With this, we have configured two outputs. We have a live preview, which can be shown on the phone’s screen, and have the frames stored in a buffer, which can be accessed by the model to perform detection on them. Next we will see how to do just that.

ViewController Detection: Detect and visualize

In this second class, which inherits from ViewController, we perform detections with the model on the frames which we take from the pixel buffer and visualize the results in layers. Finally, we project the layers with the visualization into the live preview from the previous section.

Read frames from pixel buffer

To read a frame from the buffer we use the VNImageRequestHandler. As mentioned earlier, the frames in the buffer are in landscape orientation. Since our app operates in portrait mode, we have to rotate the image to the .right here before we pass it to the model.

override func captureOutput(_ output: AVCaptureOutput, didOutput sampleBuffer: CMSampleBuffer, from connection: AVCaptureConnection) {
    let pixelBuffer = CMSampleBufferGetImageBuffer(sampleBuffer)
    let imageRequestHandler = VNImageRequestHandler(cvPixelBuffer: pixelBuffer, orientation: .right, options: [:])
    // Perform detection
    imageRequestHandler.perform(self.requests)
}

Then we send the frame to the model with the call to the perform(self.requests), where self.requests is a VNRequest. In the next step, we will see how detections are performed on this frame.

Make predictions

As you can see in the model view in figure 4, our model expects an image of size 640x640. The vision framework will scale down images that are larger and take a squared crop as default setting. You can easily try this by dragging an image into the preview section of the model view. Note that the crop on the right side of figure 4 does not appear to be square. This is because the image is slightly wider than what is shown on the display.

To use the model, we first load it into the variable visionModel with its URL.

let modelURL = Bundle.main.url(forResource: "yolov5sTraffic", withExtension: "mlmodelc") 
let visionModel = try VNCoreMLModel(for: MLModel(contentsOf: modelURL))

The detection is then handled by VNCoreMLRequest. We use a dispatch queue to run the detection asynchronously on a separate thread.

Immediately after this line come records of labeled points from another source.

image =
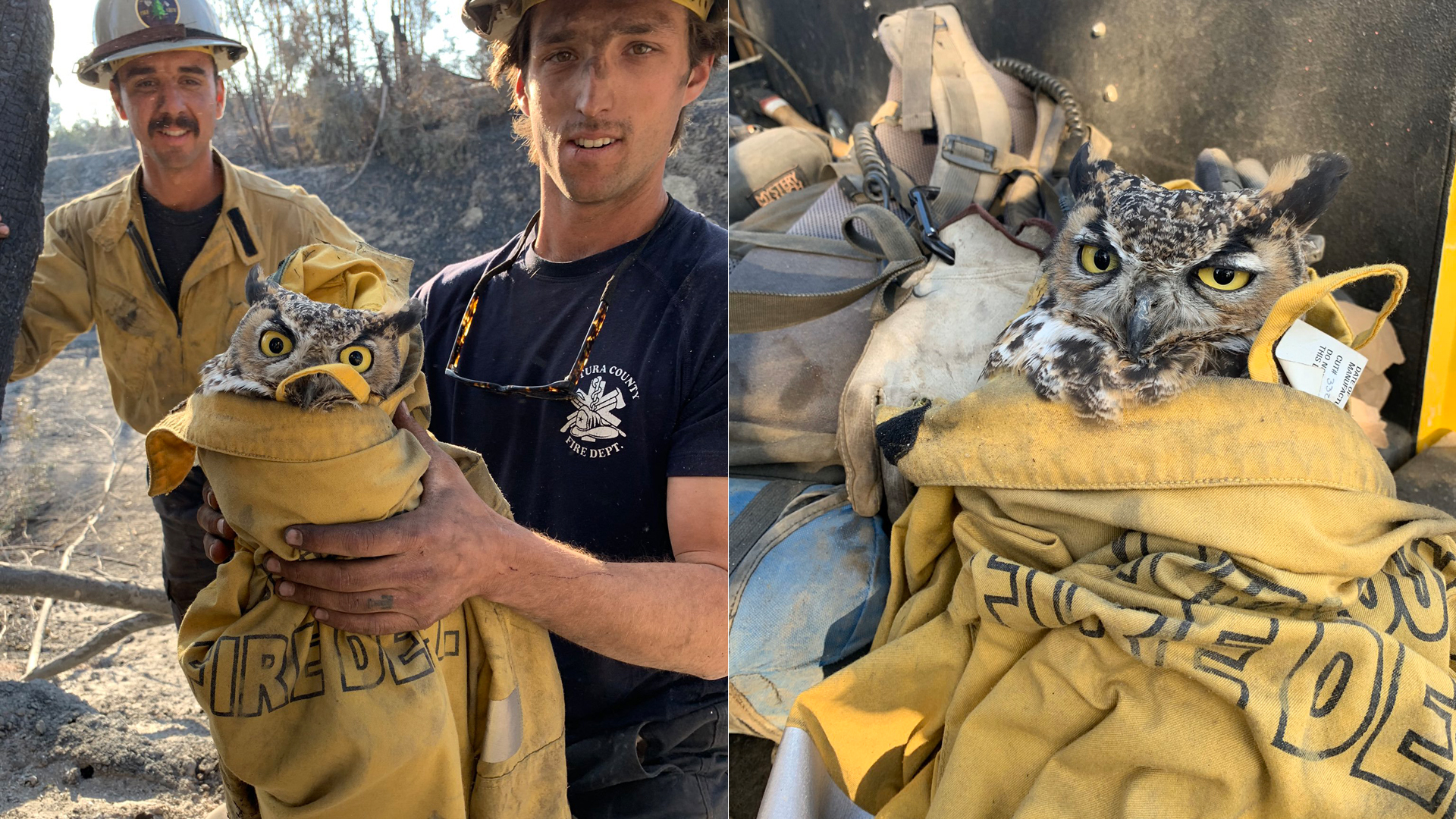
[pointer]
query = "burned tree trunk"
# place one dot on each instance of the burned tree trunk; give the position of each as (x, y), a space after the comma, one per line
(25, 72)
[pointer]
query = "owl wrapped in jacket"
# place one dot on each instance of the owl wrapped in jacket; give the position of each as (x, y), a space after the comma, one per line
(286, 333)
(1147, 287)
(462, 719)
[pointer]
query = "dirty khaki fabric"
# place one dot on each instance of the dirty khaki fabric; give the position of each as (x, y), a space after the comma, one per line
(463, 719)
(1216, 607)
(92, 273)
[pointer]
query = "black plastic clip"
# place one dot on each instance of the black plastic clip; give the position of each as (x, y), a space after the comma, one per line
(929, 235)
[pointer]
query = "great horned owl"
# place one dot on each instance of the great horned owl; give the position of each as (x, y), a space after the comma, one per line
(1147, 287)
(284, 333)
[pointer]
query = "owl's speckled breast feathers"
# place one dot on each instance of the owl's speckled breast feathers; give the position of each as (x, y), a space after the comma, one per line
(284, 333)
(1147, 287)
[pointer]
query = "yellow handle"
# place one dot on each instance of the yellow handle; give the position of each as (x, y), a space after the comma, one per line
(1307, 297)
(341, 372)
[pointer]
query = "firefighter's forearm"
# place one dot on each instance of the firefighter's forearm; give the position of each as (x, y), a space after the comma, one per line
(667, 615)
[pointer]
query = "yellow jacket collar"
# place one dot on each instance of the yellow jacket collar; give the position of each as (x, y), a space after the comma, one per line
(1219, 431)
(127, 207)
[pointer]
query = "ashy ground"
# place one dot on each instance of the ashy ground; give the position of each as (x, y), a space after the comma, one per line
(118, 736)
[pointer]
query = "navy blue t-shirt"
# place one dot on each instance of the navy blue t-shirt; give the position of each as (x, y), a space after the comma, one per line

class ViewControllerDetection: ViewController {
   private var detectionOverlay: CALayer! = nil
   private var requests = [VNRequest]()
   private var thresholdProvider = ThresholdProvider()
  
   func setupVision() -> NSError? {
       let error: NSError! = nil
       guard let modelURL = Bundle.main.url(forResource: "yolov5sTraffic", withExtension: "mlmodelc") else {
           return NSError(domain: "ViewControllerDetection", code: -1, userInfo: [NSLocalizedDescriptionKey: "Model file not found!"])
       } 
       do {
           let visionModel = try VNCoreMLModel(for: MLModel(contentsOf: modelURL))
           let objectRecognition = VNCoreMLRequest(model: visionModel, completionHandler: { (request, error) in
               DispatchQueue.main.async(execute: {
                   if let results = request.results {
                       // Update thresholds
                       self.thresholdProvider.values = ["iouThreshold": MLFeatureValue(double: UserDefaults.standard.double(forKey: "iouThreshold")),
                                                         "confidenceThreshold": MLFeatureValue(double: UserDefaults.standard.double(forKey: "confidenceThreshold"))]
                        visionModel.featureProvider = self.thresholdProvider

                       self.drawVisionRequestResults(results)
                   }
               })
           })
           self.requests = [objectRecognition]
       } catch let error as NSError {
           print("Model loading failed: \(error)")
       }
       return error
   }
}

The VNCoreMLRequest returns an object which contains confidences, class labels and bounding box coordinates. We pass these to the method drawVisionRequestResults which is explained below.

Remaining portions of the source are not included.